Brett Hoffman
LAS VEGAS — Most of the time, a 16th-place finish in the world standings in a single event at the end of the regular season on the Professional Rodeo Cowboys Association circuit means a cowboy has missed qualifying for the Wrangler National Finals Rodeo in Las Vegas by one slot.
But that’s not the case this year for three-time world bareback riding champion Will Lowe of Canyon who finished No. 16 when the 2018 regular season concluded on Sept. 30. Lowe is competing at the 2018 National Finals because veteran J.R. Vezain, who qualified for the NFR by finishing in 14th place, is not able to ride because he is nursing a broken back injury.
“I hate the circumstances that I’m here under,” Lowe said of competing at the 2018 NFR. “But we all know the risk that we take when we nod our head [in the chute for the bronc to turned out in the arena].”
When Lowe learned that Vezain had been injured and probably would be sideline throughout the 2018 NFR, he became very aggressive and placed at multiple rodeos throughout the final week of the season to secure a the last slot in the Las Vegas championships. 
“I knew I had to go on a rampage,” Lowe said of competing during the last week of the 2018 regular season. “I was fortunate to draw the horses that I did. It all worked out and I’m glad to be here again.”
Vezain was injured during a late regular season rodeo in Pasadena. When word got out about his injury, Lowe pretty well knew that qualifying for the NFR would be less of a challenge for those cowboys who were on the bubble and just outside of the elite top 15 in the world standings. 

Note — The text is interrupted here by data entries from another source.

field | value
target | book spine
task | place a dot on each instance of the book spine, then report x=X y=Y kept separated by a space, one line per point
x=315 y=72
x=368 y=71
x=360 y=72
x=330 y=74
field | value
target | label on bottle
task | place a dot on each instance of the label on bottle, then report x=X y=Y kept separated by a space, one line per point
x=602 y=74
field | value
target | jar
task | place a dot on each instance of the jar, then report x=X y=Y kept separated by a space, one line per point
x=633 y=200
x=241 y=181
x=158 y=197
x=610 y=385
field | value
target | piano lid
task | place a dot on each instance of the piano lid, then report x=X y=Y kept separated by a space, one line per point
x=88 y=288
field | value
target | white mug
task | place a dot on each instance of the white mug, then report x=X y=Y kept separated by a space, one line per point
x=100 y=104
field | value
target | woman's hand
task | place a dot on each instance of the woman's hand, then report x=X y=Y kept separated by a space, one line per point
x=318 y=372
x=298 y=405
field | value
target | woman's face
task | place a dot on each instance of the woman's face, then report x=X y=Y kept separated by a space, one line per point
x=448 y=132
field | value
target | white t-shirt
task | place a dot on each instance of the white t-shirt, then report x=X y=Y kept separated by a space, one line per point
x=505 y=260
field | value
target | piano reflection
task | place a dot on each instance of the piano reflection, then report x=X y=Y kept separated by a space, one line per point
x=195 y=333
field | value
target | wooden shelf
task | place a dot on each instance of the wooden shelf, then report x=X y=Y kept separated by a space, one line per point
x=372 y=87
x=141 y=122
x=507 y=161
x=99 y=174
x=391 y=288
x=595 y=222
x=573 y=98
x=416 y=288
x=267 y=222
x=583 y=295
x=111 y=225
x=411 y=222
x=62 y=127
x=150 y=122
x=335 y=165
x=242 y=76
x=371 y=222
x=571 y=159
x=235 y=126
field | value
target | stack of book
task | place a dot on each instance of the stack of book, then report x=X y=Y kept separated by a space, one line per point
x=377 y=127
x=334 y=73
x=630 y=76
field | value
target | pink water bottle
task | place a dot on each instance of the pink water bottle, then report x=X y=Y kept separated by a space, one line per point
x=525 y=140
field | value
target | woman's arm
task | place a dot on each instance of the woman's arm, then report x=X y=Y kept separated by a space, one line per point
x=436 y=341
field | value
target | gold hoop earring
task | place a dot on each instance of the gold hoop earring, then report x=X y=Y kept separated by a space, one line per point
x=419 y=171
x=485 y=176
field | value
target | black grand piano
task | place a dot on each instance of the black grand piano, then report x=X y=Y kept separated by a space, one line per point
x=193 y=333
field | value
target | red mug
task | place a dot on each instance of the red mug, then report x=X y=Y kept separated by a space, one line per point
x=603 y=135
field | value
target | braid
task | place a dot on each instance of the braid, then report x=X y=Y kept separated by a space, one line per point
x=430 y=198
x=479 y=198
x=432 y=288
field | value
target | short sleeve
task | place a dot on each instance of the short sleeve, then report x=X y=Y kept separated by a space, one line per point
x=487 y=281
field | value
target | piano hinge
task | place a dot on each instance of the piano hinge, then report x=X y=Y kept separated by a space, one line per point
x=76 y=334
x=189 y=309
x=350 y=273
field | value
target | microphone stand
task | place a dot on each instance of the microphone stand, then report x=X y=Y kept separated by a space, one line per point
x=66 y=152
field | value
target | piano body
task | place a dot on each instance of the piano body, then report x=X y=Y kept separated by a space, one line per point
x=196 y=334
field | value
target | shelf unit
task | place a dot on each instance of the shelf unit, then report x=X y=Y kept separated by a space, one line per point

“All of us who were on the bubble knew that 16th place was probably going to be up” to qualify for the 2018 NFR in bareback riding, Lowe said. “We all were hoping for the best for J.R. But when you have an injury were it involves breaking bones and surgery, that’s usually a couple of months process at the minimum. We all prayed for J.R. and we wish J.R. was here riding. But we all knew that 16th was the last hole.”
The 60th annual NFR began Thursday, Dec. 6, and runs through Saturday, Dec. 15, at the Thomas & Mack Center on the UNLV campus. 
Lowe qualified for the NFR for 14 consecutive years (2002-15) and he clinched world titles in 2003, 2005 and 2006. Lowe did not compete in the NFR the past two years. But when he earned his 15th berth to the NFR this year, Lowe made his presence known immediately. He finished fourth in Round 1 on Thursday with a score of 85 and earned an $11,000 check.
“It’s an honor to be back,” Lowe said. “I’m very fortunate, I’m very blessed and very grateful for the opportunity to be back.”
One talented rider
Tatum Rice of Weatherford has won the National Cutting Horse Association’s two most prestigious titles eight days apart.
On Saturday, Dec. 1, he was crowned as the sport’s open division champion rider at the NCHA World Finals at Fort Worth’s W.R. Watt Arena. He clinched the coveted title on a stallion named Hashtags. The World Finals is the sport’s equivalent of the World Series for weekend warriors.
On Sunday, Dec. 9, Rice and a filly named Crey Zee clinched NCHA World Championship Futurity open division title with a final round score of 222 at Fort Worth’s Will Rogers Memorial Coliseum. Crey Zee’s owners, Kevin and Sydney Knight of Weatherford, earned the coveted $183,074 prize.
The Nov. 15-Dec. 9 Futurity was the sport’s most prominent annual show that featured the cutting horse industry’s most promising debuting 3-year-old horses. The Futurity, which is classified as an aged event, traditionally is the first jewel of the sport’s Triple Crown Series.
When the 2018 Futurity title was at stake, Rice and Crey Zee, who were the first duo to compete during Sunday’s 21-horse finals, turned in the attention grabbing 222. The score held up for the rest of the performance.
Adan Banuelos, 30, of Granbury, and a stallion named Badboonarising, which were the third duo to compete in the second bunch during the final, finished as the Futurity’s reserve champion with a 221. Badboonarising’s owners, Plantation Farms of Denham Springs, La., earned $161,539.
After clinching the Futurity title, Rice, 33, said Crey Zee is a very fast athletic horse with lots of determination.
“She’s named appropriately--she is crazy,” Rice said. “She’s wild. But she wants to be good. She’s incredibly fast and she tries.”